Firms fight to advise PTSB on €1bn sale
A number of investment banks and accountancy firms have pitched for an advisory role on a €1bn-plus portfolio of distressed buy-to-let mortgages from Permanent TSB, as the State-backed lender attempts to tackle its ballooning book of non-performing loans (NPLs).
Sources said a beauty parade was held last week. However the bank has yet to nominate an adviser - a decision is expected early next month.
PTSB has come under increasing pressure to reduce its soured debts exposure after its annual results revealed the total volume of NPLs remained at the same level as last year.
Speaking to analysts last month, CEO Jeremy Masding pledged to reduce the stock of troubled loans to single digits in the medium term.

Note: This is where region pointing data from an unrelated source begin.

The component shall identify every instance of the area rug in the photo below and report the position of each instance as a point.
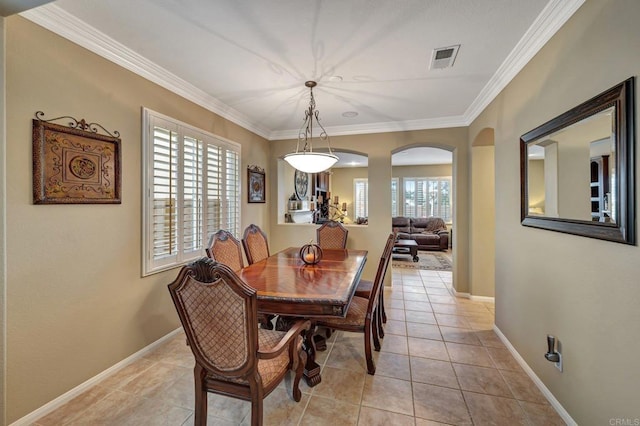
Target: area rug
(429, 260)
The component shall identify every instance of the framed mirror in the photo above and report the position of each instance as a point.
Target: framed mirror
(578, 169)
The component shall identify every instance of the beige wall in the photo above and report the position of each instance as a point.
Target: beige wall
(582, 290)
(3, 257)
(342, 186)
(483, 227)
(379, 148)
(76, 301)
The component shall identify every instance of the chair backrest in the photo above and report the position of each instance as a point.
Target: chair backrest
(218, 312)
(381, 272)
(332, 235)
(225, 248)
(255, 244)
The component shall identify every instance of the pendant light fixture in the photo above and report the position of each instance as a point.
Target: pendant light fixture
(307, 160)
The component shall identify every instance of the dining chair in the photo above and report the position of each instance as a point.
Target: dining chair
(362, 314)
(332, 235)
(364, 290)
(255, 244)
(233, 357)
(223, 247)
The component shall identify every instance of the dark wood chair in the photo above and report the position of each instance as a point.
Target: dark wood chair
(362, 315)
(223, 247)
(233, 356)
(255, 244)
(332, 235)
(364, 290)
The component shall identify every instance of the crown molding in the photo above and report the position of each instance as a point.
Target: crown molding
(555, 14)
(386, 127)
(57, 20)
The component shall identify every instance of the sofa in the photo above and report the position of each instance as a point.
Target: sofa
(429, 232)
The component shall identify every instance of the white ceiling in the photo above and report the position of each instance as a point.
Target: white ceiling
(247, 60)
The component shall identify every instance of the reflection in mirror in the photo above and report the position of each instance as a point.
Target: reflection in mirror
(340, 193)
(571, 172)
(578, 169)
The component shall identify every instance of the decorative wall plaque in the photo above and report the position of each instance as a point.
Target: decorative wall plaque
(75, 164)
(256, 184)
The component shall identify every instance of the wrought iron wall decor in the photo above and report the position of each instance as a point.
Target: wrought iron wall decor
(75, 164)
(256, 184)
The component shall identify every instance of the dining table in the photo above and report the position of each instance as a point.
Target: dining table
(288, 287)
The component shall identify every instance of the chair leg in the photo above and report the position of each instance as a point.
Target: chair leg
(256, 412)
(371, 366)
(201, 397)
(302, 361)
(379, 320)
(374, 329)
(382, 311)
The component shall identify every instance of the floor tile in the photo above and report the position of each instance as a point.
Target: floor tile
(395, 327)
(440, 404)
(503, 359)
(426, 348)
(396, 344)
(342, 413)
(393, 365)
(494, 410)
(341, 385)
(522, 387)
(412, 305)
(434, 372)
(392, 394)
(440, 363)
(469, 354)
(459, 335)
(541, 414)
(375, 417)
(423, 331)
(481, 380)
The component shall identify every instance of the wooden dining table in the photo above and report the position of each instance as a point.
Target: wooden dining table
(288, 287)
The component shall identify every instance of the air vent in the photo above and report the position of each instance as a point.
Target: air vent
(444, 57)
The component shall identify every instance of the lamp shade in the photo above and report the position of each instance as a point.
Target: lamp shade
(311, 162)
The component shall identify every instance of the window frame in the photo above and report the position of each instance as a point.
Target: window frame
(357, 181)
(227, 207)
(427, 179)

However the lack of progress on the NPLs helped drive the bank's shares into a tailspin, sending the stock down by 24pc in the weeks post the results.
The Irish Independent reported in July that the bank was likely to accelerate plans to flog its most distressed loans.

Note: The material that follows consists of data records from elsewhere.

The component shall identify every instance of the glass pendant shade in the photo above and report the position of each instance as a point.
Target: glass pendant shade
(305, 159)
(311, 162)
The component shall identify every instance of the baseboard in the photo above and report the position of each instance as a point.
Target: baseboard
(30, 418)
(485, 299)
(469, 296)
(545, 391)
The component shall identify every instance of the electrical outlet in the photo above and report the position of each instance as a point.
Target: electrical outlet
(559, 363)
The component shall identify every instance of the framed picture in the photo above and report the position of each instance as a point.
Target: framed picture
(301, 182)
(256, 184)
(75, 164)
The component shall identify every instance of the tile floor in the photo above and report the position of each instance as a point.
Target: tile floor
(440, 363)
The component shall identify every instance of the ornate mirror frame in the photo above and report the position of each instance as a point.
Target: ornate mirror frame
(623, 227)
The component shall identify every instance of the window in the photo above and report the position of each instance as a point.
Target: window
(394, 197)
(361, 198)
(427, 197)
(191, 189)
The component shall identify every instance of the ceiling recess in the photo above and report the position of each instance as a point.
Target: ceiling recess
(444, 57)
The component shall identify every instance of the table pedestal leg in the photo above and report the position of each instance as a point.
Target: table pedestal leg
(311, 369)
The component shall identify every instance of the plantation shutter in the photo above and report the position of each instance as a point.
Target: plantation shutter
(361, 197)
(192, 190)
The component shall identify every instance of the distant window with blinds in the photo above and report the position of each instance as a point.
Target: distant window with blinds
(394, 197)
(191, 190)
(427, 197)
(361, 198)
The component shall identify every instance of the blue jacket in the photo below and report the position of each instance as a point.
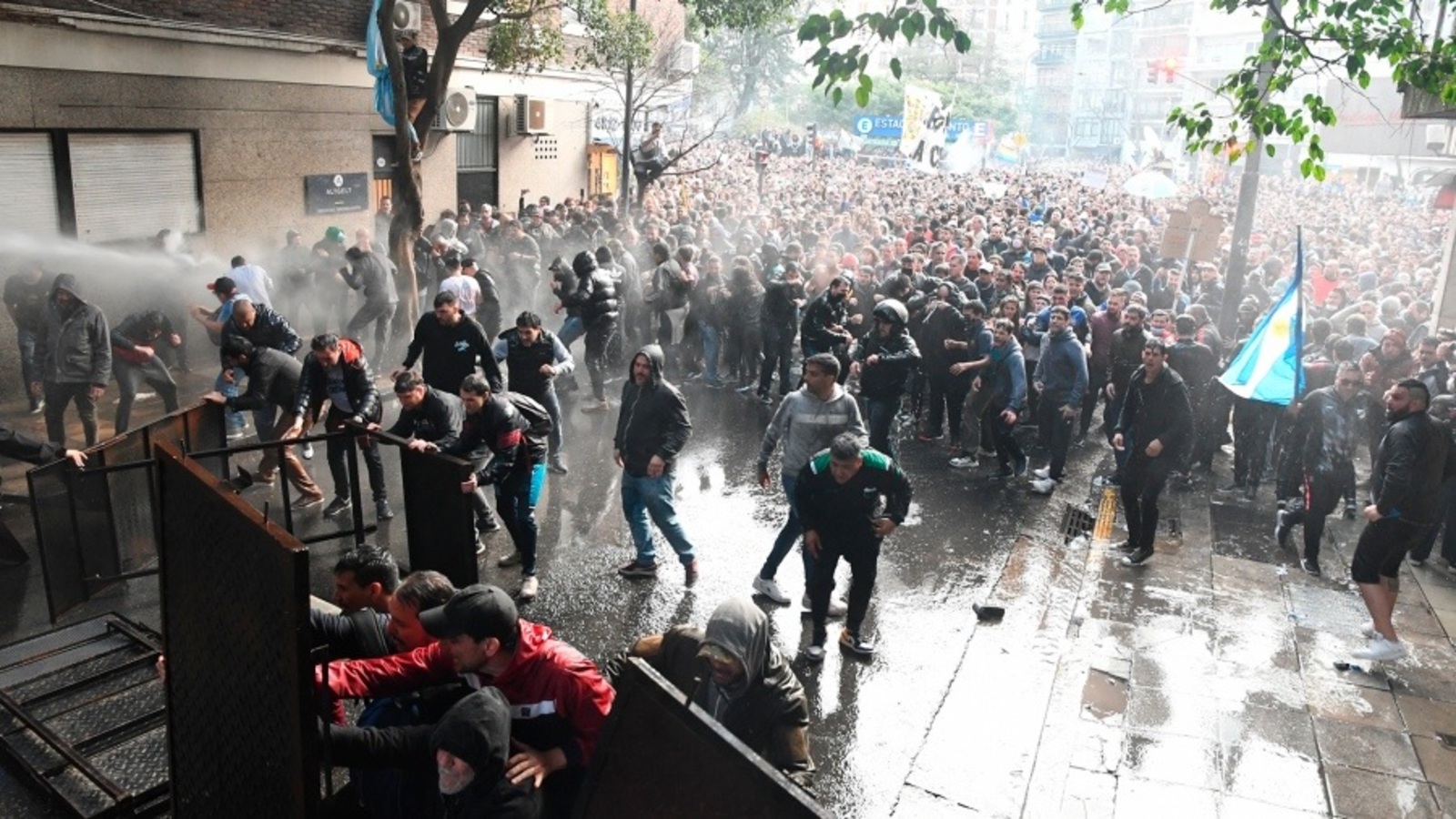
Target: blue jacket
(1008, 376)
(1063, 369)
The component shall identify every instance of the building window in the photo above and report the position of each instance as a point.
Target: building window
(478, 149)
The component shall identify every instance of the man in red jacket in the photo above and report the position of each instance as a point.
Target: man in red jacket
(560, 702)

Last month it emerged PTSB had written to various advisory firms, inviting them to pitch for a role on a portfolio sale.
While last week's beauty parade signals the bank is pushing ahead with the sales process, it comes as international investors prepare to return to Irish shores after a lengthy hiatus with just two relatively small deals completed so far this year.

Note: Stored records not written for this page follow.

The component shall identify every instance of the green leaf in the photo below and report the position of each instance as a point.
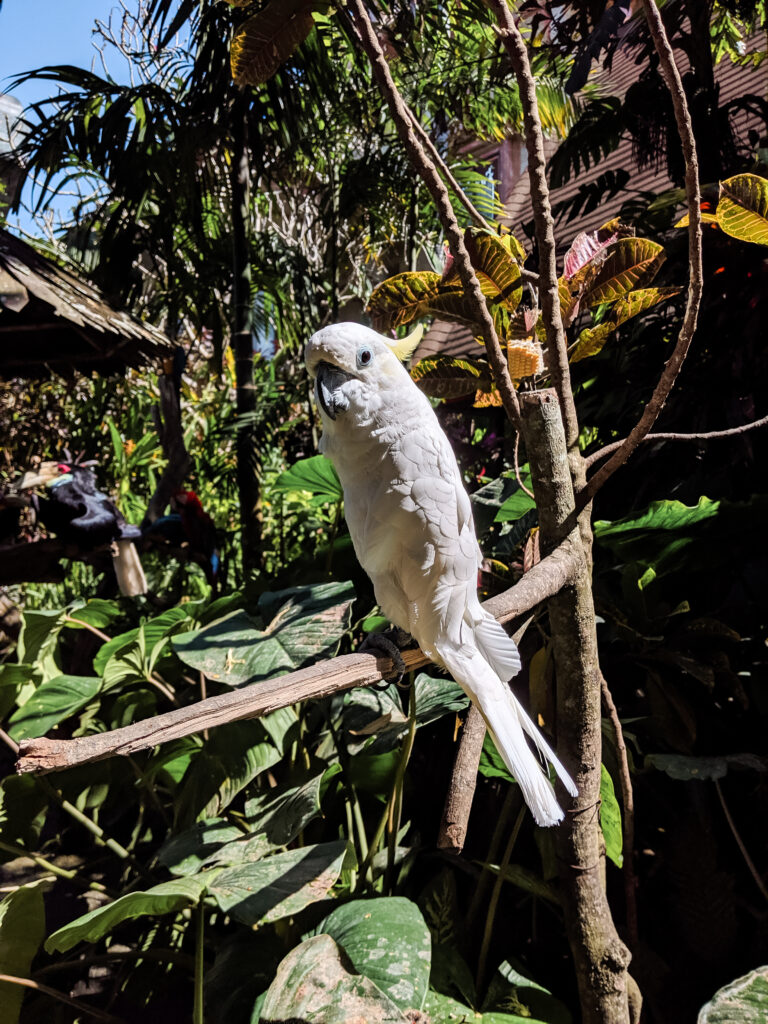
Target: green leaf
(22, 931)
(388, 942)
(742, 210)
(307, 623)
(629, 260)
(610, 818)
(168, 897)
(52, 702)
(742, 1001)
(519, 503)
(445, 377)
(315, 475)
(280, 886)
(314, 982)
(402, 298)
(592, 340)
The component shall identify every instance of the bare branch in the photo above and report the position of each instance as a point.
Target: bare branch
(695, 280)
(707, 435)
(557, 355)
(426, 169)
(43, 755)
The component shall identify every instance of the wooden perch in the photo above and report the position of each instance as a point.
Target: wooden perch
(41, 755)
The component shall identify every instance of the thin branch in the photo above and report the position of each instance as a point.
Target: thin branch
(41, 755)
(557, 355)
(740, 843)
(82, 1008)
(695, 280)
(707, 435)
(426, 169)
(628, 818)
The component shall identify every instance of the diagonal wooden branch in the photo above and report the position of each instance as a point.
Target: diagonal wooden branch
(427, 171)
(695, 271)
(41, 755)
(557, 355)
(707, 435)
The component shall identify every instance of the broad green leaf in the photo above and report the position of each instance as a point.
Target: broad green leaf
(52, 702)
(402, 298)
(743, 1001)
(232, 757)
(22, 931)
(283, 812)
(305, 623)
(185, 853)
(388, 942)
(610, 818)
(629, 260)
(591, 340)
(639, 300)
(267, 39)
(684, 768)
(445, 377)
(314, 982)
(518, 503)
(315, 475)
(510, 986)
(742, 210)
(280, 886)
(168, 897)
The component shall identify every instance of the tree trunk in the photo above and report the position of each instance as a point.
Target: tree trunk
(599, 955)
(248, 476)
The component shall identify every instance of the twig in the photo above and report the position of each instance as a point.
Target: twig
(695, 271)
(557, 355)
(426, 169)
(82, 1008)
(41, 755)
(707, 435)
(744, 853)
(628, 818)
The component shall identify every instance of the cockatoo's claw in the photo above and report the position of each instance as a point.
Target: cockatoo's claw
(386, 643)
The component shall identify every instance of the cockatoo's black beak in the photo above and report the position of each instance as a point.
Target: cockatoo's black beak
(328, 389)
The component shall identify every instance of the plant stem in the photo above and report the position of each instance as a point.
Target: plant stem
(494, 904)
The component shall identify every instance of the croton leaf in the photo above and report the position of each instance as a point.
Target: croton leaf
(628, 262)
(445, 377)
(742, 210)
(268, 38)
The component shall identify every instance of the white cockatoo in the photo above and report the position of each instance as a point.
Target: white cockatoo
(411, 522)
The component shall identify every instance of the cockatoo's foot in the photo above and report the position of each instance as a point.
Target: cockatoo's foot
(388, 643)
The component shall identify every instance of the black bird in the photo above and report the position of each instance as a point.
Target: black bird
(78, 513)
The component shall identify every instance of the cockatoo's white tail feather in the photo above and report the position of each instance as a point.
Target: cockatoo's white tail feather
(508, 724)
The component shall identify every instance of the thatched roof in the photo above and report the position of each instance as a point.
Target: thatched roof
(52, 321)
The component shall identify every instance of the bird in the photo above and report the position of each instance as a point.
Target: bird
(410, 518)
(76, 512)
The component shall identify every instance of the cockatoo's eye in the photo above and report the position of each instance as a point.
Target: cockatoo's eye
(365, 355)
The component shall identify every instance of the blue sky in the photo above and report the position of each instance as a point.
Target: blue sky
(38, 33)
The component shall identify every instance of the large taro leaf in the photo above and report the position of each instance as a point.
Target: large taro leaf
(280, 886)
(268, 38)
(743, 1001)
(742, 210)
(304, 623)
(445, 377)
(402, 298)
(232, 757)
(629, 261)
(610, 818)
(388, 942)
(315, 982)
(314, 475)
(51, 702)
(168, 897)
(22, 931)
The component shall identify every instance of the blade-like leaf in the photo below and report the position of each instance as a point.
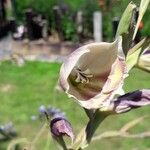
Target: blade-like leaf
(124, 23)
(142, 9)
(131, 101)
(133, 54)
(126, 27)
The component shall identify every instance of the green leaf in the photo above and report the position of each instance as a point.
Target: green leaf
(134, 53)
(126, 27)
(124, 23)
(142, 9)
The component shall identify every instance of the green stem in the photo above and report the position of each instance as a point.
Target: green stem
(85, 136)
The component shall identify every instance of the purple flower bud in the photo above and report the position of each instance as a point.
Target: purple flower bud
(131, 100)
(42, 109)
(60, 127)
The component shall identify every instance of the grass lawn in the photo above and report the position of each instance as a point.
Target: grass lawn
(24, 89)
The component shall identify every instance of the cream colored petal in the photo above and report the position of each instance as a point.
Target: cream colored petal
(98, 62)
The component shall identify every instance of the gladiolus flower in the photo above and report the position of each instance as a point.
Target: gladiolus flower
(94, 73)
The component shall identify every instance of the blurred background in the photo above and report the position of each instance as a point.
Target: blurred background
(35, 38)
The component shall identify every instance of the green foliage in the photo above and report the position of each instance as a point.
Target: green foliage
(24, 89)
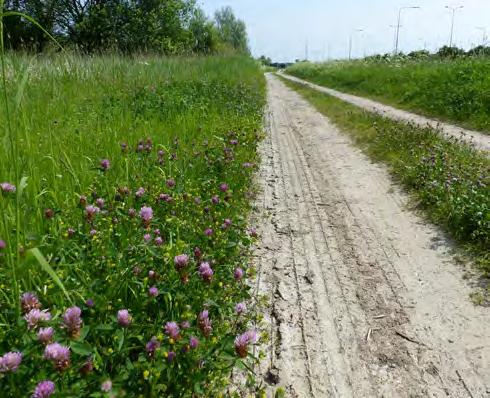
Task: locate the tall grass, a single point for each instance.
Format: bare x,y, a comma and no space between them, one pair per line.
453,90
60,116
449,179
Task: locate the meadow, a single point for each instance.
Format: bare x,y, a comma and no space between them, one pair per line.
454,90
125,190
448,179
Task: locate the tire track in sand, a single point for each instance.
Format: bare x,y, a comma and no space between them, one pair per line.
356,287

In April AIB sold a bundle of buy-to-let mortgages to Goldman Sachs for €200m, half the portfolio's face value.
The bank is readying a far larger portfolio sale, dubbed Project Redwood, that is expected to top €2bn.
It is understood AIB is considering formally marketing the portfolio later this year.
While it is unclear whether PTSB will also launch before Christmas, sources said the advent of deals will help "recreate a market" in distressed debt in Ireland.
The bank's advance towards a loan sale are also likely to cheer shareholders, although concerns about the scale of the haircut or the discount on the loans has fed investor anxiety.
At the results, Mr Masding stressed that over half of PTSB's €5.78bn of non-performing loans are in some form of long-term restructuring or forbearance arrangement.
But while management have insisted they will resolve the NPLs problem, their reassurances have not halted an exodus from the register in recent months.
Janus Capital Management ditched its 3.7pc holding at the end of May. The firm ranked as the largest private investor in the bank. US funds behemoth, Capital Group, is now the biggest shareholder aside from the Government - the group also holds the same position in Bank of Ireland after overtaking BlackRock on the register.